Operators
Inko supports a variety of different operators, such as -
and %
. These
operators are infix operators, meaning you place the operators between the
operands. For example, to subtract b
from a
you'd write a - b
. We call
such expressions "binary expressions".
Unlike other languages, operators aren't limited to just numerical types. In fact, they are messages that any object can respond to; provided they implement the right trait(s).
Available operators
The following operators are available:
Operator | Example | Trait to implement |
---|---|---|
+ |
a + b |
Add |
/ |
a / b |
Divide |
* |
a * b |
Multiply |
- |
a - b |
Subtract |
% |
a % b |
Modulo |
< |
a < b |
Smaller |
> |
a > b |
Greater |
== |
a == b |
Equal |
>= |
a >= b |
GreaterOrEqual |
<= |
a <= b |
SmallerOrEqual |
& |
a & b |
BitwiseAnd |
| |
a | b |
BitwiseOr |
^ |
a ^ b |
BitwiseXor |
<< |
a << b |
ShiftLeft |
>> |
a >> b |
ShiftRight |
=~ |
a =~ b |
Match |
You can find these traits in the std::operators
module, and must import them
if you want to implement them for your type(s).
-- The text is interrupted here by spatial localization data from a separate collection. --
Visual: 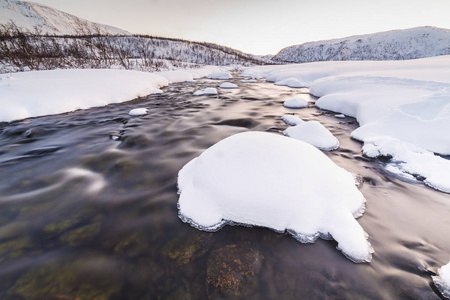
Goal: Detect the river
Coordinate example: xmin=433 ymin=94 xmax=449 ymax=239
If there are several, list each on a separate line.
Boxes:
xmin=0 ymin=73 xmax=449 ymax=299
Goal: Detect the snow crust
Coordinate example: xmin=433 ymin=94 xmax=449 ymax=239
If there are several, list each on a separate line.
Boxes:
xmin=284 ymin=121 xmax=340 ymax=151
xmin=433 ymin=261 xmax=450 ymax=299
xmin=219 ymin=82 xmax=238 ymax=89
xmin=283 ymin=97 xmax=308 ymax=108
xmin=243 ymin=55 xmax=450 ymax=193
xmin=177 ymin=131 xmax=373 ymax=263
xmin=129 ymin=108 xmax=148 ymax=116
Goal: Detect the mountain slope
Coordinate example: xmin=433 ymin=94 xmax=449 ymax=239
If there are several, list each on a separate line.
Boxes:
xmin=274 ymin=27 xmax=450 ymax=63
xmin=0 ymin=0 xmax=129 ymax=35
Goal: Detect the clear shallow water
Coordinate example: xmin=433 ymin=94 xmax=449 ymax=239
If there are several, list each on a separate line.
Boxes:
xmin=0 ymin=74 xmax=449 ymax=299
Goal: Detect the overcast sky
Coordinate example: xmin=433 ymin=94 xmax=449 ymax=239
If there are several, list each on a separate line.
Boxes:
xmin=28 ymin=0 xmax=450 ymax=55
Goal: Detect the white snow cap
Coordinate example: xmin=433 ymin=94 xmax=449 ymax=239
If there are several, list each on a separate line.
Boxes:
xmin=283 ymin=97 xmax=308 ymax=108
xmin=284 ymin=121 xmax=340 ymax=151
xmin=282 ymin=115 xmax=304 ymax=126
xmin=129 ymin=108 xmax=148 ymax=116
xmin=433 ymin=261 xmax=450 ymax=299
xmin=219 ymin=82 xmax=238 ymax=89
xmin=177 ymin=131 xmax=373 ymax=263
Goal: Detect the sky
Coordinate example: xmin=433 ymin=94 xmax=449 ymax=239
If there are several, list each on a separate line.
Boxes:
xmin=27 ymin=0 xmax=450 ymax=55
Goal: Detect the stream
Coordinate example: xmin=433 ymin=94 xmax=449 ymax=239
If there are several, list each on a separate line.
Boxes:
xmin=0 ymin=72 xmax=449 ymax=299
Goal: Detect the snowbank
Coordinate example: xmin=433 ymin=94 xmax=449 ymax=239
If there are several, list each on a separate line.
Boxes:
xmin=0 ymin=69 xmax=167 ymax=123
xmin=283 ymin=97 xmax=308 ymax=108
xmin=243 ymin=55 xmax=450 ymax=193
xmin=284 ymin=121 xmax=340 ymax=151
xmin=433 ymin=261 xmax=450 ymax=299
xmin=207 ymin=71 xmax=232 ymax=80
xmin=177 ymin=131 xmax=373 ymax=263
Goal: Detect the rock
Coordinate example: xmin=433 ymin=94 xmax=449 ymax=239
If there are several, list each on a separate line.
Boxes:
xmin=206 ymin=242 xmax=263 ymax=299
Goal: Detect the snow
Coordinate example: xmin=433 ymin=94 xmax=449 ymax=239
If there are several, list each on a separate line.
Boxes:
xmin=178 ymin=131 xmax=372 ymax=263
xmin=283 ymin=97 xmax=308 ymax=108
xmin=157 ymin=71 xmax=194 ymax=83
xmin=219 ymin=82 xmax=238 ymax=89
xmin=284 ymin=121 xmax=340 ymax=151
xmin=433 ymin=261 xmax=450 ymax=299
xmin=282 ymin=115 xmax=304 ymax=126
xmin=243 ymin=55 xmax=450 ymax=193
xmin=129 ymin=108 xmax=148 ymax=116
xmin=0 ymin=0 xmax=128 ymax=35
xmin=207 ymin=71 xmax=232 ymax=80
xmin=240 ymin=79 xmax=257 ymax=83
xmin=335 ymin=114 xmax=346 ymax=118
xmin=193 ymin=87 xmax=218 ymax=96
xmin=275 ymin=77 xmax=306 ymax=88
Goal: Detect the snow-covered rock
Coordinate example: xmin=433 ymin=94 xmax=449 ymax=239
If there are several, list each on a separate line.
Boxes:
xmin=283 ymin=97 xmax=308 ymax=108
xmin=274 ymin=27 xmax=450 ymax=63
xmin=177 ymin=131 xmax=372 ymax=263
xmin=240 ymin=79 xmax=257 ymax=83
xmin=275 ymin=77 xmax=306 ymax=88
xmin=129 ymin=108 xmax=148 ymax=116
xmin=193 ymin=87 xmax=218 ymax=96
xmin=433 ymin=261 xmax=450 ymax=299
xmin=282 ymin=115 xmax=304 ymax=126
xmin=284 ymin=121 xmax=340 ymax=151
xmin=219 ymin=82 xmax=238 ymax=89
xmin=207 ymin=72 xmax=232 ymax=80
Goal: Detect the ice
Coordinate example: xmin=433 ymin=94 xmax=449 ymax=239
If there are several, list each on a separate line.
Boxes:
xmin=129 ymin=108 xmax=148 ymax=116
xmin=219 ymin=82 xmax=238 ymax=89
xmin=283 ymin=97 xmax=308 ymax=108
xmin=177 ymin=131 xmax=373 ymax=263
xmin=243 ymin=55 xmax=450 ymax=193
xmin=282 ymin=115 xmax=304 ymax=126
xmin=284 ymin=121 xmax=340 ymax=151
xmin=433 ymin=261 xmax=450 ymax=299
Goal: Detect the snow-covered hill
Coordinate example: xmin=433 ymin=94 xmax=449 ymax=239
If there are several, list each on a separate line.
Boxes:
xmin=274 ymin=27 xmax=450 ymax=63
xmin=0 ymin=0 xmax=129 ymax=35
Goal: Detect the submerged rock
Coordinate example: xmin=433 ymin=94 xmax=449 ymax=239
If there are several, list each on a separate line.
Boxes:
xmin=206 ymin=242 xmax=263 ymax=299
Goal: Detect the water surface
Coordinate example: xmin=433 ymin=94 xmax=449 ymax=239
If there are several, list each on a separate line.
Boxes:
xmin=0 ymin=74 xmax=449 ymax=299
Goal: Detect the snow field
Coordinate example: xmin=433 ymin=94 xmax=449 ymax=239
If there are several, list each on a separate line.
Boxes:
xmin=177 ymin=131 xmax=373 ymax=263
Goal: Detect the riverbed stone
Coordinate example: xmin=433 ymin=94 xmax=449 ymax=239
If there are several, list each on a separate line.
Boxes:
xmin=206 ymin=242 xmax=263 ymax=299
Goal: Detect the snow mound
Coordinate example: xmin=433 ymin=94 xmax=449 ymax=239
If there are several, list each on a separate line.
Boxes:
xmin=194 ymin=88 xmax=218 ymax=96
xmin=282 ymin=115 xmax=304 ymax=126
xmin=207 ymin=72 xmax=232 ymax=80
xmin=129 ymin=108 xmax=148 ymax=116
xmin=283 ymin=97 xmax=308 ymax=108
xmin=219 ymin=82 xmax=238 ymax=89
xmin=335 ymin=114 xmax=346 ymax=118
xmin=433 ymin=261 xmax=450 ymax=299
xmin=284 ymin=121 xmax=340 ymax=151
xmin=177 ymin=131 xmax=372 ymax=263
xmin=240 ymin=79 xmax=257 ymax=83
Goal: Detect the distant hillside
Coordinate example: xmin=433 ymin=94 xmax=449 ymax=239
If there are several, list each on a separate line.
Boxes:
xmin=0 ymin=0 xmax=271 ymax=73
xmin=273 ymin=27 xmax=450 ymax=63
xmin=0 ymin=0 xmax=128 ymax=35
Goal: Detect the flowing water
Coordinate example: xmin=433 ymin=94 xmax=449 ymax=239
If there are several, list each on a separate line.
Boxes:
xmin=0 ymin=73 xmax=449 ymax=300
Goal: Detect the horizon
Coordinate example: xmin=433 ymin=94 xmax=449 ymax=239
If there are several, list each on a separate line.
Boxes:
xmin=16 ymin=0 xmax=450 ymax=55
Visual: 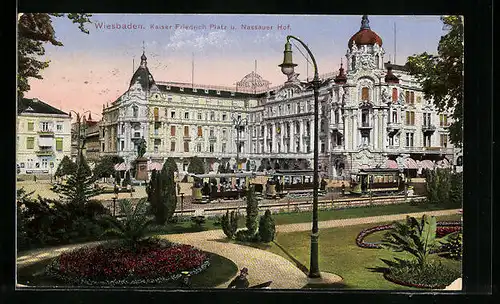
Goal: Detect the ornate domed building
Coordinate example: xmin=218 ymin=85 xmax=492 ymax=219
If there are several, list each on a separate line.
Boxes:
xmin=100 ymin=15 xmax=455 ymax=178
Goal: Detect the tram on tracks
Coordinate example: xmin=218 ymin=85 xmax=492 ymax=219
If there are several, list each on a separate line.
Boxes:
xmin=348 ymin=168 xmax=406 ymax=196
xmin=265 ymin=169 xmax=328 ymax=199
xmin=188 ymin=172 xmax=266 ymax=202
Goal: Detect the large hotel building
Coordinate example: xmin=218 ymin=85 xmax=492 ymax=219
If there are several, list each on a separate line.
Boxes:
xmin=99 ymin=16 xmax=456 ymax=178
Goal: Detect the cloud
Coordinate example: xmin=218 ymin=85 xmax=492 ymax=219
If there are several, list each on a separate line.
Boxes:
xmin=165 ymin=29 xmax=231 ymax=52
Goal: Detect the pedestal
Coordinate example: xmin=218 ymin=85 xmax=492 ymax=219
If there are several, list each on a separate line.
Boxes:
xmin=135 ymin=157 xmax=149 ymax=181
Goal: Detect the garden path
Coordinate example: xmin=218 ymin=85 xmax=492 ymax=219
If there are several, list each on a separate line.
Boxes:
xmin=17 ymin=208 xmax=461 ymax=289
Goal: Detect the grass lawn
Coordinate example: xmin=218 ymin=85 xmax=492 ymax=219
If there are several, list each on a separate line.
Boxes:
xmin=17 ymin=251 xmax=238 ymax=288
xmin=268 ymin=214 xmax=462 ymax=290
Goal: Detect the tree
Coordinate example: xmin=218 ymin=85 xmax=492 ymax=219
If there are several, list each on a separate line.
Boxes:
xmin=92 ymin=156 xmax=118 ymax=180
xmin=18 ymin=13 xmax=92 ymax=97
xmin=99 ymin=198 xmax=154 ymax=247
xmin=187 ymin=156 xmax=205 ymax=174
xmin=406 ymin=16 xmax=464 ymax=147
xmin=146 ymin=169 xmax=168 ymax=225
xmin=161 ymin=159 xmax=177 ymax=222
xmin=54 ymin=156 xmax=77 ymax=178
xmin=221 ymin=210 xmax=239 ymax=239
xmin=381 ymin=215 xmax=441 ymax=267
xmin=52 ymin=153 xmax=103 ymax=206
xmin=245 ymin=186 xmax=259 ymax=235
xmin=259 ymin=210 xmax=276 ymax=242
xmin=425 ymin=168 xmax=453 ymax=205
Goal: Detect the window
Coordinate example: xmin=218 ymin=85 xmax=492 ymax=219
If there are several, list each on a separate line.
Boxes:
xmin=168 ymin=97 xmax=173 ymax=102
xmin=439 ymin=114 xmax=449 ymax=126
xmin=170 ymin=126 xmax=176 ymax=136
xmin=26 ymin=137 xmax=34 ymax=149
xmin=198 ymin=112 xmax=202 ymax=120
xmin=134 ymin=132 xmax=140 ymax=138
xmin=410 ymin=91 xmax=415 ymax=104
xmin=222 ymin=129 xmax=227 ymax=139
xmin=392 ymin=111 xmax=398 ymax=123
xmin=388 ymin=135 xmax=394 ymax=146
xmin=261 ymin=126 xmax=264 ymax=137
xmin=423 ymin=113 xmax=431 ymax=126
xmin=222 ymin=113 xmax=227 ymax=121
xmin=210 ymin=111 xmax=215 ymax=120
xmin=222 ymin=143 xmax=226 ymax=153
xmin=196 ymin=143 xmax=202 ymax=152
xmin=278 ymin=106 xmax=282 ymax=115
xmin=361 ymin=133 xmax=370 ymax=145
xmin=55 ymin=138 xmax=63 ymax=151
xmin=405 ymin=91 xmax=410 ymax=103
xmin=27 ymin=122 xmax=34 ymax=131
xmin=171 ymin=111 xmax=176 ymax=118
xmin=361 ymin=110 xmax=370 ymax=127
xmin=121 ymin=141 xmax=124 ymax=151
xmin=417 ymin=96 xmax=422 ymax=103
xmin=102 ymin=143 xmax=105 ymax=151
xmin=287 ymin=104 xmax=291 ymax=114
xmin=197 ymin=126 xmax=203 ymax=137
xmin=133 ymin=106 xmax=138 ymax=118
xmin=40 ymin=122 xmax=50 ymax=131
xmin=209 ymin=143 xmax=214 ymax=153
xmin=210 ymin=128 xmax=214 ymax=137
xmin=423 ymin=135 xmax=431 ymax=147
xmin=185 ymin=112 xmax=189 ymax=119
xmin=184 ymin=141 xmax=189 ymax=152
xmin=392 ymin=88 xmax=398 ymax=102
xmin=440 ymin=134 xmax=448 ymax=147
xmin=42 ymin=159 xmax=48 ymax=168
xmin=56 ymin=124 xmax=63 ymax=131
xmin=405 ymin=111 xmax=415 ymax=125
xmin=184 ymin=126 xmax=189 ymax=137
xmin=154 ymin=107 xmax=159 ymax=120
xmin=121 ymin=124 xmax=125 ymax=134
xmin=405 ymin=132 xmax=414 ymax=147
xmin=321 ymin=143 xmax=325 ymax=153
xmin=170 ymin=141 xmax=176 ymax=151
xmin=361 ymin=87 xmax=369 ymax=101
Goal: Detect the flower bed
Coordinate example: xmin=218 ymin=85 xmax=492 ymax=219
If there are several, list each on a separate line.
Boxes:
xmin=356 ymin=221 xmax=463 ymax=249
xmin=45 ymin=239 xmax=210 ymax=286
xmin=383 ymin=260 xmax=461 ymax=289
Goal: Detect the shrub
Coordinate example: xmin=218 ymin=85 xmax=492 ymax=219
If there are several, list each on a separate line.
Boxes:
xmin=191 ymin=216 xmax=206 ymax=228
xmin=244 ymin=186 xmax=259 ymax=235
xmin=221 ymin=210 xmax=238 ymax=239
xmin=146 ymin=169 xmax=168 ymax=225
xmin=54 ymin=156 xmax=77 ymax=178
xmin=384 ymin=259 xmax=461 ymax=289
xmin=425 ymin=168 xmax=462 ymax=206
xmin=439 ymin=232 xmax=463 ymax=260
xmin=235 ymin=229 xmax=260 ymax=243
xmin=258 ymin=210 xmax=276 ymax=242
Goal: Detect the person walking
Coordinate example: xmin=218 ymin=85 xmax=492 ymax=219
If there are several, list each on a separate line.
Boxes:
xmin=227 ymin=267 xmax=250 ymax=289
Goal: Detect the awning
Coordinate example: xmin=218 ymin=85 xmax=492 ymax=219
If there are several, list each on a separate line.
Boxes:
xmin=436 ymin=158 xmax=450 ymax=168
xmin=114 ymin=162 xmax=131 ymax=171
xmin=38 ymin=137 xmax=53 ymax=147
xmin=385 ymin=159 xmax=398 ymax=169
xmin=148 ymin=162 xmax=163 ymax=171
xmin=419 ymin=160 xmax=435 ymax=170
xmin=359 ymin=164 xmax=370 ymax=169
xmin=404 ymin=158 xmax=418 ymax=169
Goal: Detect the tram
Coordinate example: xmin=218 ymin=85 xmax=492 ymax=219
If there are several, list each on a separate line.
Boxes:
xmin=348 ymin=168 xmax=406 ymax=196
xmin=265 ymin=170 xmax=328 ymax=198
xmin=188 ymin=172 xmax=266 ymax=202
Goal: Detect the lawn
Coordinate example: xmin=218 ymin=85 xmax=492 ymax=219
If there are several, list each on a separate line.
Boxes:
xmin=268 ymin=214 xmax=462 ymax=290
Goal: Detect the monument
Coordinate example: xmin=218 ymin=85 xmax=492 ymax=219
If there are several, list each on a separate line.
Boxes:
xmin=135 ymin=137 xmax=149 ymax=181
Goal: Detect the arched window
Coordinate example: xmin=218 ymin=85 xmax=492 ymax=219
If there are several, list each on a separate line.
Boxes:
xmin=352 ymin=57 xmax=356 ymax=70
xmin=361 ymin=87 xmax=369 ymax=101
xmin=375 ymin=55 xmax=379 ymax=68
xmin=184 ymin=126 xmax=189 ymax=137
xmin=153 ymin=107 xmax=159 ymax=120
xmin=392 ymin=88 xmax=398 ymax=102
xmin=133 ymin=106 xmax=138 ymax=118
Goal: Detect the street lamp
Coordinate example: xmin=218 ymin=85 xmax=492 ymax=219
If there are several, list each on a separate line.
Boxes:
xmin=280 ymin=36 xmax=321 ymax=278
xmin=50 ymin=162 xmax=54 ymax=183
xmin=232 ymin=114 xmax=248 ymax=173
xmin=180 ymin=192 xmax=185 ymax=215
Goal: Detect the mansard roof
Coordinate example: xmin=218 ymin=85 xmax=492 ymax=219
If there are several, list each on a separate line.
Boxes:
xmin=18 ymin=98 xmax=68 ymax=116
Inko does not support prefix operators such as !foo
.
Operator precedence
It's common for languages to give different operators a different precedence.
For example, in Ruby 1 + 2 * 4
is parsed as 1 + (2 * 4)
, producing 9
as
the result. In Inko, the associativity of operators is left-associative. This
means that 1 + 2 * 4
is parsed as (1 + 2) * 4
, producing 12
as the result.
Coming from other languages this may take some getting used to, and may even seen as a bug. But the choice is deliberate: it's easier to remember operator precedence if it's the same for all operators, instead of some operators having a different precedence.
If you want to force a different precedence, you want wrap an expression in
parentheses. For example, if we want 1 + 2 * 4
to be parsed as is done in
Ruby you' write:
1 + (2 * 4)
Eagerness
All operates use eager evaluation, and there is no way to evaluate operands in a lazy fashion.
Boolean operators
Most languages provide a &&
(boolean AND) and ||
(boolean OR) operator.
These operators typically use lazy evaluation, meaning that for expression foo
&& bar
the bar
part is only evaluated if foo
produces a boolean TRUE.
Inko does not provide these operators. Instead, all booleans respond to the
messages and
and or
, both which take a closure to evaluate. So instead of
writing foo && bar
you'd write foo.and { bar }
. Here are a few more
examples, using Ruby as a comparison:
Ruby | Inko |
---|---|
a && b |
a.and { b } |
a || b |
a.or { b } |
a && b && c |
a.and { b }.and { c } |
a && b || c |
a.and { b }.or { c } |
Sending messages
If you want to send a message to the result of a binary expression, you need to wrap the expression in parentheses. For example:
(1 + 2).to_string # => '3'
If you leave out the parentheses, the message will be sent to the operand on the right:
1 + 2.to_string
This results in Inko running 1 + '2'
, producing a compile-time error.
Indexing operators
There are two operators used for indexing/slicing: []
and []=
. The []
operator is used for accessing an index, while []=
is used for assigning a
value to an index. You use these as follows:
values[0]
values[0] = 42
These operators are just messages, meaning the above example translates to the following:
values.[](0)
values.[]=(0, 42)
Classes can support these operators by implementing the following methods:
def [](index: K) -> R
def []=(index: K, value: V) -> R
Here K
is the type of the index, such as an Integer
or a String
. R
is
the return type, and V
is the type of the value to set.
Instead of implementing these methods manually, you should implement the traits
std::index::Index
and std::index::SetIndex
. This ensures types providing
these operators do so using a consistent interface. Let's say we have a type for
storing single characters, defined like so:
class Chars {
@chars: Array!(String)
static def new(chars: Array!(String)) -> Self {
Self { @chars = chars }
}
}
We want to use it like so:
let chars = Chars.new(Array.new('a', 'b', 'c'))
chars[0] # => 'a'
chars[1] = 'd' # => 'd'
To achieve this, we implement the traits from std::index
as follows:
import std::index::(Index, SetIndex)
class Chars {
@chars: Array!(String)
static def new(chars: Array!(String)) -> Self {
Self { @chars = chars }
}
}
impl Index!(Integer, String) for Chars {
def [](index: Integer) -> String {
@chars[index]
}
}
impl SetIndex!(Integer, String) for Chars {
def []=(index: Integer, value: String) -> String {
@chars[index] = value
}
}
Tip
When implementing the [] method, it's expected for this method to panic when used with a key/index that doesn't exist.